Until this point in time, I felt heavily the weight of our predicament but had managed to stay collected; confident that survival was still within our reach. I could see the shore only another 200 feet or so away but, as the boat quickly filled with water and began its decent, doubts and questions about my swimming abilities arose in my mind and I felt my confidence in survival begin to wane. I became particularly anxious when I heard Joe frantically call out that he didn’t know how to swim. “Why, I asked myself, did he wait until now to bring that up?”
The facts of what rapidly transpired in the next minute or two are not really clear in my mind. I’m sure that, at the moment, my mental processes were preoccupied by fear. What is clear today is that what happened was nothing short of a miracle.
I’m pretty sure that Joe’s announcement caused me to finally give in to panic because I believed that it was very likely that Joe was going to perish that day.
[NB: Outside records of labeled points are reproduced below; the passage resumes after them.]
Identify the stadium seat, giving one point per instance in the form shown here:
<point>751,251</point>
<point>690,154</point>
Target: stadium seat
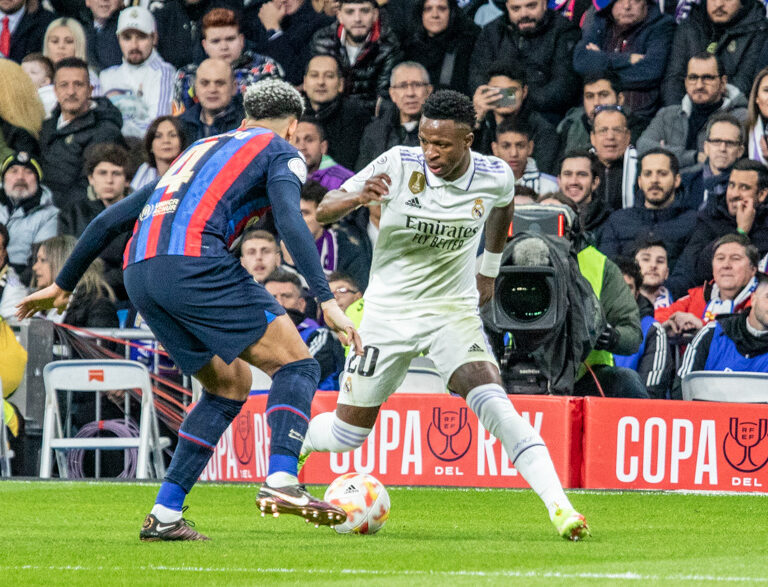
<point>726,386</point>
<point>94,376</point>
<point>422,377</point>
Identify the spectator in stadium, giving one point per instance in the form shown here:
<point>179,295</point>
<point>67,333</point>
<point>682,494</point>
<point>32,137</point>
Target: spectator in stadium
<point>630,38</point>
<point>107,169</point>
<point>651,257</point>
<point>443,43</point>
<point>366,51</point>
<point>21,113</point>
<point>622,333</point>
<point>323,346</point>
<point>578,179</point>
<point>603,90</point>
<point>618,158</point>
<point>310,140</point>
<point>219,108</point>
<point>338,252</point>
<point>660,214</point>
<point>409,88</point>
<point>505,96</point>
<point>179,28</point>
<point>26,209</point>
<point>12,291</point>
<point>106,166</point>
<point>741,210</point>
<point>680,127</point>
<point>259,253</point>
<point>77,122</point>
<point>734,264</point>
<point>734,31</point>
<point>723,146</point>
<point>142,86</point>
<point>652,360</point>
<point>514,145</point>
<point>298,26</point>
<point>22,27</point>
<point>101,33</point>
<point>222,39</point>
<point>164,141</point>
<point>757,117</point>
<point>65,38</point>
<point>541,42</point>
<point>341,117</point>
<point>732,342</point>
<point>40,70</point>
I felt like my swimming skills were probably good enough for me to save myself but I knew that I didn’t have the training or stamina to save myself and Joe. I also feared that my valiant lifesaving attempt would most likely cause the loss of my own life. I was faced with making a quick and dreadfully mature and consequential decision.
In those fleeting few seconds of terror, my life began to pass before my eyes (as folklore testifies) and I reflected on the opportunities I had had to learn better swimming skills. Most recently; just that past summer at Boy Scout camp on Wallowa Lake, I had declined to sign up for any waterfront instruction. The water was so cold it was all I could do to pass the qualifying swim test. There was no way that I could persuade myself to want to return and willingly get in that frigid water again. If someone had told me then that it might have made the difference between my best friend’s life and death, I would have done it. At least, in those fleeting few seconds of terror, I wished that I had done it.
I suppose that I could turn this into an incredibly believable Hollywood epic screenplay (as believable as all of their screenplays are) by elaborating on how a porpoise miraculously came out of nowhere and scooped Joe up and towed him to shore. Or, maybe a fisherman’s boat suddenly appeared at the last moment. Or, Joe’s dad had coincidentally installed floats on his airplane and swooped out of the sky to save his son. But, what really happened, though equally miraculous, wasn’t nearly so dramatic.
As the boat went under I felt a natural inclination to take a stroke or two in an effort to escape the area and avoid becoming entangled in loose canvas. I looked for Joe and saw him a ways off, thrashing his arms and pleading for help. I stopped and treaded water in a vertical position while I pondered what I was going to have to do. Joe was, by now, choking and gasping for breath. I can only imagine the depth of helpless despair and the breadth of fear that he must have been suffering in those moments as he fought with the realization that these were his last. I know that I agonized at the prospect of watching him drown and knew that I didn’t have a strong enough character to cold-heartedly abandon him in his need. I felt my decision process leaning toward dying together rather than having to live with myself knowing that I didn’t even try.
It was while I was floating there that it happened. I expected to see him, at any second, go under for the last time. I kicked my legs such as to put myself into a swimming posture that would take me to Joe’s aid and I thought that I felt something beneath my feet. I extended my legs out straight and, to my surprise, (and huge relief) I found myself standing in water, chin deep! With only seconds to spare I propelled myself to Joe’s side and felt his trembling arms wrap around me in a death grip. Had the water been as deep as we assumed that it was, there would have been no way to have freed myself from his grasp and he would have taken me down with him.
I had to yell at him to penetrate his hysteria and get him to comprehend that all was well and that we weren’t going to die after all. With both of us now standing, we made our way together toward shore. I say together because Joe refused to let go of me until we arrived into knee deep water.
We sat together on the shore waiting for our composure to return. Words weren’t necessary. Tearful gratitude and indebtedness were thick in the air between us as we savored the sweet fragrance of each life sustaining breath we inhaled. Besides, expressions of gratitude weren’t applicable. I didn’t really save Joe’s life. One… I was there and, two… Joe was there, but it was the third element that saved us both. We were either lucky or blessed, depending on your definition and based on your source of faith. As for me, I don’t accept that it was luck because I don’t believe in it.
Finally, I heard Joe mutter, “We gotta get the canvas off that boat or my stepdad will make me wish I had drowned today!”
In all of these years, the ramifications and humbling significance of this experience has never occurred to me until writing this story. I now have a better understanding of my empathetic nature… … Life is just too short and too precious to waste it caught up in ourselves.